Summary:
- Asian equities are getting hammered after the New York Times reported OpenAI is leaning toward delaying its IPO until 2026, triggering a broad tech selloff across the region
- The Nikkei is down around 4.5% with SoftBank falling 12% or more, as CEO Masayoshi Son’s heavily publicised bet on OpenAI comes under pressure
- The KOSPI dropped as much as 8%, prompting Korea Exchange to activate a sidecar on KOSPI 200 futures and then call a further 20-minute trading halt after the index extended losses
- Hong Kong’s Hang Seng and Shanghai Composite are each down more than 2% on heavy tech selling
- US index futures are being pulled lower, with the Emini S&P 500 off 0.7% and the Emini Nasdaq 100 down 1.5%
- Oil is higher after Thursday reports of a cargo ship struck by a projectile off Oman, though Saudi Aramco’s resumption of crude loading at Ras Tanura after a near four-month halt is a countervailing supply signal
- The US dollar is modestly stronger across the board; AUD and NZD are bearing the brunt of the risk-off move; gold and silver are lower
- Chicago Fed’s Goolsbee repeated that core inflation remains too high and said services inflation is a little more disturbing
Asian equity markets are in full retreat on Friday, with a late New York Times report that OpenAI is leaning toward pushing its IPO to next year landing like a grenade across a region already on edge from geopolitical uncertainty and elevated valuations.

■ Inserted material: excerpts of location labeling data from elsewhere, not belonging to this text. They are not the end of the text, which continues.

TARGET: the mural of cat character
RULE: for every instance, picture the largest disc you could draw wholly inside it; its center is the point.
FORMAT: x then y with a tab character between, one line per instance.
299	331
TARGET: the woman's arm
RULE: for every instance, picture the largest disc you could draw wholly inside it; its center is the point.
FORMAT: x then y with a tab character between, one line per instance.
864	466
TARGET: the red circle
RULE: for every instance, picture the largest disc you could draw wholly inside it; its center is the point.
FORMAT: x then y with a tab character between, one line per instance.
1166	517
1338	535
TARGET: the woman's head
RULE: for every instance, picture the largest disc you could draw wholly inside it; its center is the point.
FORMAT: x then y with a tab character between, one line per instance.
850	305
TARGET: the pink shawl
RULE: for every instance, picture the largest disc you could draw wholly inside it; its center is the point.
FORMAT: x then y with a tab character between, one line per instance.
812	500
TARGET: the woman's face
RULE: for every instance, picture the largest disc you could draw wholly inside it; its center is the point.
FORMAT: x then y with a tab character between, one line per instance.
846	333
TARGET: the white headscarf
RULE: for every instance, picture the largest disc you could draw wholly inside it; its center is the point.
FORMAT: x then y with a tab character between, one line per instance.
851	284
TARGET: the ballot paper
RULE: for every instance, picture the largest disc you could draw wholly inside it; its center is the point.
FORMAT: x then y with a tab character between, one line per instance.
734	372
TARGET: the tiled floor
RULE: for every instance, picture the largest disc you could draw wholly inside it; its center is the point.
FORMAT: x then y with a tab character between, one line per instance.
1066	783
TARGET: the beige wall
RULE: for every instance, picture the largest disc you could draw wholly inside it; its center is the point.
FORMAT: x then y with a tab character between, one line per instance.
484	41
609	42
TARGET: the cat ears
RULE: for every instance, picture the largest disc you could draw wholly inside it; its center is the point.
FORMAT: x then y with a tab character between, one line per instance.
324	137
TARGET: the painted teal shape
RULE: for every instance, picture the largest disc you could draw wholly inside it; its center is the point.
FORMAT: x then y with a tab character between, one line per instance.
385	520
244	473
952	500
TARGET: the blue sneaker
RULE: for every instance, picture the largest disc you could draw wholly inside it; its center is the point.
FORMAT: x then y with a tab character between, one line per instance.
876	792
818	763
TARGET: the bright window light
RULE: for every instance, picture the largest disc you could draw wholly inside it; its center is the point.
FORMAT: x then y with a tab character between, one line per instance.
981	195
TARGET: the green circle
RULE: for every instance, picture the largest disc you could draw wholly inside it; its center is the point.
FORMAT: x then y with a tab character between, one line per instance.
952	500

The Nikkei is bearing some of the sharpest pain, down around 4.5% and dragged lower by SoftBank, which has fallen 12% or more as markets reassess the timeline and terms of a listing that CEO Masayoshi Son had placed at the centre of his AI investment thesis. The OpenAI delay story is doing real damage to any stock with a direct line to that narrative.
South Korea is worse. The KOSPI dropped around 6% at one stage before extending to an 8% decline, triggering a Korea Exchange sidecar on KOSPI 200 futures after they fell 5%, followed by a further 20-minute circuit breaker trading halt as the index kept sliding. It is, by any measure, a rout. Hong Kong’s Hang Seng and the Shanghai Composite are each down more than 2%, with heavy tech selling the common thread.

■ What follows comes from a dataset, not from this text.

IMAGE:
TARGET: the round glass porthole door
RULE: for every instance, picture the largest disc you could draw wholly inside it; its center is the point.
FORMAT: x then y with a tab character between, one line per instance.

US futures are not being spared. The Emini S&P 500 is down 0.7% and the Emini Nasdaq 100 is off 1.5%, with the tech rotation that began on Wall Street resuming with force through the Asian session.

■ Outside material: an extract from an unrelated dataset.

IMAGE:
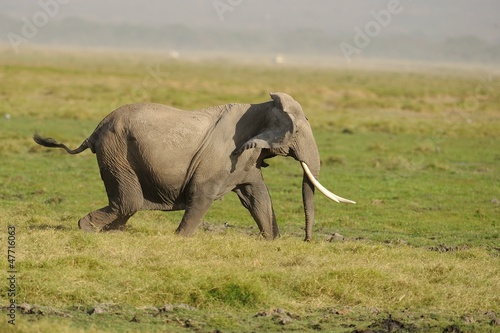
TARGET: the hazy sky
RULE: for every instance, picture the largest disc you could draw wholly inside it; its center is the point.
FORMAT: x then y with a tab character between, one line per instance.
431	18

In oil, prices are higher after reports of a cargo ship struck by a projectile off Oman, keeping Hormuz anxiety alive. Saudi Aramco’s resumption of crude loading at Ras Tanura after a near four-month halt is the constructive counterpoint, with two VLCCs seen loading and a third waiting nearby. The dollar is edging higher across the majors, with the AUD and NZD taking the hardest hit in FX as commodity prices and risk appetite slide together. Gold and silver are lower. Fed’s Goolsbee, speaking earlier in the US session, said core inflation is still too high, trending the wrong way, and described services inflation as a little more disturbing.